You may think you know the answer, but by my third day I began to notice how effortlessly my soft-spoken Matt-mannequin was going through his robotic motions of praise, and I was shocked. For a brief, fleeting moment I could see how under different circumstances it would be easy enough to bury your “sinful” self far under the skin of your outer Christian and to just travel through life this way. So long as you go through all the motions, no one will care who you really are underneath. And besides, so long as you are going through all the motions, never breaking the facade, who are you really? It was an incomplete thought, but it was a scary one; it was the very first time I worried that the experience of entering this world might prove to be anything more than an unusually tiring assignment. I feared for my normal.

 

Wow….  are yall tracking with this? Have any of you ever come face to face with this same reality or experienced the “motions” or the “fakeness” that can be found in FBC Anytown USA?

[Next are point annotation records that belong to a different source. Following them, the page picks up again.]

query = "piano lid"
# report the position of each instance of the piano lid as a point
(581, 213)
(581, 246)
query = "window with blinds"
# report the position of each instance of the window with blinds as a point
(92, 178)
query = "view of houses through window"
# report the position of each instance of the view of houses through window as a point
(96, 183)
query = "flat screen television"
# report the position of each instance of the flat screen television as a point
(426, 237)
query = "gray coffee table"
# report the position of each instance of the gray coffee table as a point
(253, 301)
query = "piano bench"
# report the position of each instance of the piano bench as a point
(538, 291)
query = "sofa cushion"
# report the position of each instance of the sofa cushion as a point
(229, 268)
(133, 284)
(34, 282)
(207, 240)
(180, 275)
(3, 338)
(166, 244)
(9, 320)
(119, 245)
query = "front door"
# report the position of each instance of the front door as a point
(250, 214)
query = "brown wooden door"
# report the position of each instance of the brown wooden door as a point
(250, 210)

For a brief, fleeting moment I could see how under different circumstances it would be easy enough to bury your “sinful” self far under the skin of your outer Christian and to just travel through life this way. So long as you go through all the motions, no one will care who you really are underneath. And besides, so long as you are going through all the motions, never breaking the facade, who are you really?

 Maybe its time we break our cover, and let the Matt Taibbi’s of the world know that the only thing different between Christians and “his kind” is that we have the saving grace of Christ through faith and belief.  Thats it.  We are trusting Christ to save us from the punishment we deserve because of our sin while those who don’t believe will face judgement without the saving grace of Christ.  Maybe if we broke our cover, and admitted that we sin just as much as the next guy (or gal), we would do a better job of being the body of Christ to a lost generation.  Sin is the separation.  Grace is what makes us different.

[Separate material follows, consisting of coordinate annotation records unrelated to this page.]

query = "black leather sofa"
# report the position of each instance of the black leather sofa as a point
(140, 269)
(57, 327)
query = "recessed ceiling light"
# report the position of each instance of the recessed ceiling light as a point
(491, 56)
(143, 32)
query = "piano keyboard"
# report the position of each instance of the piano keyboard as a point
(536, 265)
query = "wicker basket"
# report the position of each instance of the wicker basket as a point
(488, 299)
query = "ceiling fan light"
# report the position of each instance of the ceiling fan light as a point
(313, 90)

What do yall think?  Let me have some responses on this one! 

 

2 Comments Add yours

  1. Matt says:

    Well I guess someone has to get the ball rolling :-p

    Agree with your main points

    I think the quote was also a warning about the Christian Bubble Culture (focus on social external instead of spiritual internal) and the trap of becoming lukewarm (it becomes a routine) or content (stagnation, never addressing the real tough deeper issues)

    Back to faith and belief

    This quote from the book review

    “Together these four interwoven adventures paint a portrait of a nation dangerously out of touch with reality and desperately searching for answers in all the wrong places.”

    Sounds like your typical intellectual seeker… Some might think when you become a “Christian” all the answers are revealed and everything finally makes sense. This doesn’t occur… if it did there would be no more need for faith and belief.

  2. Julie says:

    Great insight, Annie Laurie. And you are dead on point. Every day is not a walk on a passionate high but as Christians, what are we doing to be authentic inside AND out and be relevant in our culture to capture the hearts and minds of the lost around us and helping reveal to them the Truth of Jesus Christ. Our faith isn’t based on circumstances or experience, it’s based on Christ and what he did 2000 years ago through his death and resurrection.
    What is the American church doing to convey that point in relevant terms to this culture around us?